- Directed by: Kwak Jae-yong
- Starring: Zhou Xun Tong Dawei
- Music by: Choi Seung-hyun
- Production companies: New Classic Media Corporation Tencent Video Beijing Sankuai On-line Technology Co., Ltd
- Release date: December 12, 2014;
- Running time: 98 minutes
- Country: China
- Language: Mandarin
- Box office: ¥139.17 million (China)

= Meet Miss Anxiety =

Meet Miss Anxiety (我的早更女友) is a 2014 Chinese romantic comedy film directed by Kwak Jae-yong and starring Zhou Xun and Tong Dawei. It was released on December 12 in China.
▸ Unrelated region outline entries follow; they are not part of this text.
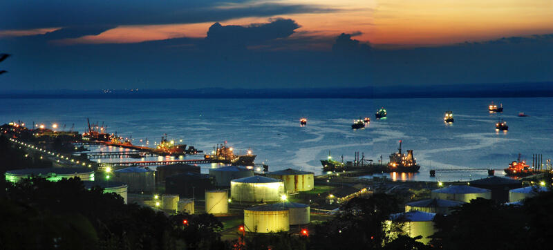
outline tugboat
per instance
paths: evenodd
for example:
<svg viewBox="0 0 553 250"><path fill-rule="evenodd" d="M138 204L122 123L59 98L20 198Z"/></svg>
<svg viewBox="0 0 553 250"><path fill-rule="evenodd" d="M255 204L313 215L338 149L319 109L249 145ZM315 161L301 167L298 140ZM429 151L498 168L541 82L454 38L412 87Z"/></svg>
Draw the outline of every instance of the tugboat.
<svg viewBox="0 0 553 250"><path fill-rule="evenodd" d="M161 142L155 150L156 153L171 155L182 155L185 154L185 151L186 144L176 144L175 141L168 141L167 134L161 137Z"/></svg>
<svg viewBox="0 0 553 250"><path fill-rule="evenodd" d="M387 113L386 113L386 110L384 109L384 107L382 107L375 114L375 117L376 117L376 119L380 119L380 118L386 117L386 115L387 115Z"/></svg>
<svg viewBox="0 0 553 250"><path fill-rule="evenodd" d="M417 164L417 161L413 157L413 151L408 150L407 154L402 153L402 141L400 141L400 148L397 153L390 155L390 162L388 164L388 171L390 172L415 173L419 171L420 165Z"/></svg>
<svg viewBox="0 0 553 250"><path fill-rule="evenodd" d="M453 123L453 113L452 111L445 111L445 116L444 116L444 122L445 123Z"/></svg>
<svg viewBox="0 0 553 250"><path fill-rule="evenodd" d="M526 176L532 175L534 169L530 165L526 164L526 161L521 161L521 154L518 154L518 159L516 162L513 161L509 164L509 167L504 169L507 176Z"/></svg>
<svg viewBox="0 0 553 250"><path fill-rule="evenodd" d="M494 104L494 102L491 102L491 104L488 106L488 110L489 112L503 112L503 104L499 104L499 106L498 106Z"/></svg>
<svg viewBox="0 0 553 250"><path fill-rule="evenodd" d="M224 144L217 144L211 155L204 155L204 159L236 166L254 166L254 160L257 155L252 155L251 150L248 150L246 155L235 155L234 151L234 148L227 146L225 141Z"/></svg>
<svg viewBox="0 0 553 250"><path fill-rule="evenodd" d="M507 126L507 122L503 121L503 119L496 124L496 131L507 131L509 130L509 126Z"/></svg>
<svg viewBox="0 0 553 250"><path fill-rule="evenodd" d="M353 124L351 124L351 128L353 129L359 129L363 128L365 127L365 122L363 122L362 119L358 119L357 121L353 121Z"/></svg>

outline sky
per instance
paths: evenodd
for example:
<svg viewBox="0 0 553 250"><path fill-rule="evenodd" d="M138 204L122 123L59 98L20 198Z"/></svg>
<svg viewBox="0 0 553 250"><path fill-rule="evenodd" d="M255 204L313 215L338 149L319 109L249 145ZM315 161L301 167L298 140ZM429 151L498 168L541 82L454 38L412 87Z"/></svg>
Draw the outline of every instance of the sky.
<svg viewBox="0 0 553 250"><path fill-rule="evenodd" d="M0 52L2 90L552 81L553 1L1 1Z"/></svg>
The movie is a romantic comedy film that focuses on the love story of a young couple, Qi Jia and Yuan Xiaoou. Qi Jia is a young girl, but because of work pressure and life trifles and early into menopause, become irritable, emotional instability. Yuan Xiaoou is her college classmate and good friend, has been silently guarding her side, and eventually the two develop a deep relationship.

== Plot ==
Qi Jia has been dating her boyfriend Liu Chong for many years, and they have always had a very good relationship. However, what Qi Jia did not expect was that what she thought was a graduation wedding with a wedding dress turned out to be a love funeral rejected by her boyfriend. An unforgettable failed relationship became a nightmare that the 26-year-old could never escape: emotional out-of-control, menstrual disorders, neurasthenia, and a mess.

When Qi Jia, who was ruthlessly sentenced by the doctor to "early menopause", closed her heart to escape everything, the best warm man Yuan Xiaoou came to her side, and his meticulous care was as warm as the sun. Every day, various "tragedies" of bullying and being bullied were staged in a ridiculous way. In the end, the warm man Yuan Xiaoou used his unremitting efforts to help the girl regain her youth and love.

==Cast==
- Zhou Xun
- Tong Dawei
- Wallace Chung
- Zhang Zilin
- Kuo Shu-yao
- Chan Fai-hung
- Li Jing
- White. K
- Wu Bi
- Mo Xi-er

==Box office==
By December 20, 2014, the film had earned ¥139.17 million at the Chinese box office.

==Reception==
Film Business Asia gave Meet Miss Anxiety a six out of ten rating, referring to it as an "attractive rom-com cast is ill-served by a poor script and routine direction".